Het aanwenden van een rechtsmiddel:
Tegen deze uitspraak kunnen beide partijen binnen zes weken na de verzenddatum beroep in cassatie instellen bij de Hoge Raad der Nederlanden (Belastingkamer), Postbus 20303, 2500 EH ’s-Gravenhage. Daarbij moet het volgende in acht worden genomen.
Bij het beroepschrift wordt een afschrift van deze uitspraak overgelegd.

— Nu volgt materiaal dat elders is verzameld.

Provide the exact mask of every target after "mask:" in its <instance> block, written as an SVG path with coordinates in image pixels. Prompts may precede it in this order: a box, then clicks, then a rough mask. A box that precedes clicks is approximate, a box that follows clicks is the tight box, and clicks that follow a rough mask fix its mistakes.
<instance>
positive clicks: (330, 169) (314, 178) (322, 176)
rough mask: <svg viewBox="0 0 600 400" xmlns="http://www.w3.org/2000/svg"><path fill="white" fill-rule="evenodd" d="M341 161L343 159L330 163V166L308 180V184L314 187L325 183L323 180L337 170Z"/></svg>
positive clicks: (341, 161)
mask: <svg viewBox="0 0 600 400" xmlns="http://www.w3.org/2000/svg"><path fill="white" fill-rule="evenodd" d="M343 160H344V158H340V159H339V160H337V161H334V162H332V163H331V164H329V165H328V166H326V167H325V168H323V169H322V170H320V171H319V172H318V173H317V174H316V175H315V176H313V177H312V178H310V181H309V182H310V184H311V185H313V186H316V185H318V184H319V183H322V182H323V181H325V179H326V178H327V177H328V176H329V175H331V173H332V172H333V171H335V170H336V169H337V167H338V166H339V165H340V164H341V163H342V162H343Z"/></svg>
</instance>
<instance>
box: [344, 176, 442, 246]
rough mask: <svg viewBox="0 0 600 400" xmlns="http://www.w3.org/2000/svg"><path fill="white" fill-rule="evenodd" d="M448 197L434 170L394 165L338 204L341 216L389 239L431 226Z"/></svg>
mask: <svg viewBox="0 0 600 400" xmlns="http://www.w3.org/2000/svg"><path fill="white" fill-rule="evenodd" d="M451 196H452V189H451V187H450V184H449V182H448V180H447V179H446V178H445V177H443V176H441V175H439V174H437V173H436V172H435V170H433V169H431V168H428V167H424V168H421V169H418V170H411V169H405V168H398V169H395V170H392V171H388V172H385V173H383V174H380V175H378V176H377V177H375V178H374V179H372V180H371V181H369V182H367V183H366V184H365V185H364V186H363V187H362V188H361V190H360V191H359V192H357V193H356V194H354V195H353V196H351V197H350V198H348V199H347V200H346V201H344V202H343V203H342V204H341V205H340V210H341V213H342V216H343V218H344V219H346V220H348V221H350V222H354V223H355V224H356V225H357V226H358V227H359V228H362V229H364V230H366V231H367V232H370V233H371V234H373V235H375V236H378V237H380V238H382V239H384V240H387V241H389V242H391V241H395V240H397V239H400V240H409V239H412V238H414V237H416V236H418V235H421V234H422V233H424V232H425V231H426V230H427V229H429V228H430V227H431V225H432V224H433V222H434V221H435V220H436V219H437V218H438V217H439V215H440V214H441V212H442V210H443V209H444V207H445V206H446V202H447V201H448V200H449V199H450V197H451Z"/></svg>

Het beroepschrift moet ondertekend zijn en ten minste het volgende vermelden:
de naam en het adres van de indiener;
een dagtekening;
een omschrijving van de uitspraak waartegen het beroep in cassatie is gericht;
e gronden van het beroep in cassatie.
Voor het instellen van beroep in cassatie is griffierecht verschuldigd. Na het instellen van beroep in cassatie ontvangt de indiener een nota griffierecht van de griffier van de Hoge Raad.
In het cassatieberoepschrift kan de Hoge Raad verzocht worden om de wederpartij te veroordelen in de proceskosten.